Josh Marshall's take on a WSJ article (subscription only): Talking Points Memo: by Joshua Micah Marshall: June 06, 2004 - June 12, 2004 Archives
It's crap like this that makes me feel that voting this administration out of office is just not good enough. There needs to be a much stronger repudiation--impeachment, prosecution, whatever it takes to get it through these people's heads that we don't want to be a nation that condones torture--and we really aren't interested in being a hypocritical nation that has one set of rules for itself while using its power to shove another set down the world's throat.
Josh does a nice job analyzing the historical and constitutional aspects of the issue. I take a more visceral approach. Like this:
"The draft report, which exceeds 100 pages, deals with a range of legal issues related to interrogations, offering definitions of the degree of pain or psychological manipulation that could be considered lawful. But at its core is an exceptional argument that because nothing is more important than "obtaining intelligence vital to the protection of untold thousands of American citizens," normal strictures on torture might not apply.
It is exactly this kind of despicable justification that the Geneva convention addressed. Because every country in the world could and would make this argument to justify all manner of atrocities. Protecting the citizenry was the justification for WWII Japanese internment; it was also the Nazi justification for the Holocaust, as well as Germany's invasions of Europe.
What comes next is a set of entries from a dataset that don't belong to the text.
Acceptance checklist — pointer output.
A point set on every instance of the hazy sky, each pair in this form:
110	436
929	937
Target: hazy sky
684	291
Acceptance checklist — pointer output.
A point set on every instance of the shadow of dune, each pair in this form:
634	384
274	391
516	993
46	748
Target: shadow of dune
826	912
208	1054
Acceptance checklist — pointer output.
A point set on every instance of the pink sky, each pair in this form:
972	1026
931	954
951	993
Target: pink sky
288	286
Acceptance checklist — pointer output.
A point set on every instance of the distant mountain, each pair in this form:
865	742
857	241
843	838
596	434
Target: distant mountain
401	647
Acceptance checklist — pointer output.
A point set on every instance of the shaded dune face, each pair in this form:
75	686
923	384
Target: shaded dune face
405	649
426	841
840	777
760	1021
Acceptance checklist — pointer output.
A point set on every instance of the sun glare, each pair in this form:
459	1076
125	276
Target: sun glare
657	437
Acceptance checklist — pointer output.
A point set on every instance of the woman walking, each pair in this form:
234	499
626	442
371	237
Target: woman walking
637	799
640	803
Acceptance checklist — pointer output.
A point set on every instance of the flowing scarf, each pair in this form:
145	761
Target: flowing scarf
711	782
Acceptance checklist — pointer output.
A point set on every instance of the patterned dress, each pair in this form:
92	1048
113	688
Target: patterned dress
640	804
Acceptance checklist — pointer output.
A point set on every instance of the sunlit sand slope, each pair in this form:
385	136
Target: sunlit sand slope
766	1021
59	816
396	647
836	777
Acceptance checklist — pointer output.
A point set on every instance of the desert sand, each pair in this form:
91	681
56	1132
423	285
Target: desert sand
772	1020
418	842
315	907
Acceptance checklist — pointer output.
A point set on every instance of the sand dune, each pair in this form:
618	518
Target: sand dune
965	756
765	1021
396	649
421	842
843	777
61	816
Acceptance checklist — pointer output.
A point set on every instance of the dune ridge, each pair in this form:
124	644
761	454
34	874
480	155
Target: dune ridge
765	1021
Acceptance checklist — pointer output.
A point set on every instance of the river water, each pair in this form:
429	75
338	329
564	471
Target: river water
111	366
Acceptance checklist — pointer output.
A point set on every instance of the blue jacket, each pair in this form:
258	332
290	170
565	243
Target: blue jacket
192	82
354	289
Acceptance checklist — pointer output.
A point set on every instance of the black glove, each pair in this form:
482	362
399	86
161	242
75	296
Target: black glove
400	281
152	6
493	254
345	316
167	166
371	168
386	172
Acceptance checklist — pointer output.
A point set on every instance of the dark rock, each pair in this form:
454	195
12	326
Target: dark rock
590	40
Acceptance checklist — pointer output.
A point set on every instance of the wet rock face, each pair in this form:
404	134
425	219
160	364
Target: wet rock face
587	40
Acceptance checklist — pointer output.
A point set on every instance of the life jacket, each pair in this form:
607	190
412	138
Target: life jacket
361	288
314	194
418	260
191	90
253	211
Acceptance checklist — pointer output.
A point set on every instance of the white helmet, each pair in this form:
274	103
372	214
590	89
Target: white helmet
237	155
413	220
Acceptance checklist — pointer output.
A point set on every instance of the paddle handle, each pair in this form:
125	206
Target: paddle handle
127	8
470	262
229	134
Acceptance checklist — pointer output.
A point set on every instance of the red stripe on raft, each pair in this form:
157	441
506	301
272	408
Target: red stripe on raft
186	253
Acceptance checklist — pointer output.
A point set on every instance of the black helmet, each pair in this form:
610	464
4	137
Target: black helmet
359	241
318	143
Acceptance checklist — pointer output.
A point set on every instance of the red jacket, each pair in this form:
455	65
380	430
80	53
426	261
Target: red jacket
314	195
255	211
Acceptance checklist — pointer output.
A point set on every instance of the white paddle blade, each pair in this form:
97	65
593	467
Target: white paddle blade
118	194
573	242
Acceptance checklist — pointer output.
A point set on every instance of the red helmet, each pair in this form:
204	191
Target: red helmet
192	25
I'd like to say more about torture, but I haven't worked it all out in my mind yet. It's tied up in being liberal and also steeped in the basic Christian view of reality I grew up with--the idea that some things are more important than personal protection. That compromising those values is never justified even if the end result is that the bad guys kill you, and your family, and other people depending on you. Because, in the end, it doesn't come down to who's alive and who's dead, but rather what kind of person you were and how you lived your life.
I want to think about this more. But I want to clarify that bringing religion into this topic is not about calling conservatives "hypocrites". It's really about the fact that there is liberalism and conservatism in religion as well as politics. And the fact that, given something like 90% of all Americans believe in some sort of god and 82% identify their religious preference as Christian, left leaning moderates and liberals must overwhelmingly support some core Christian values.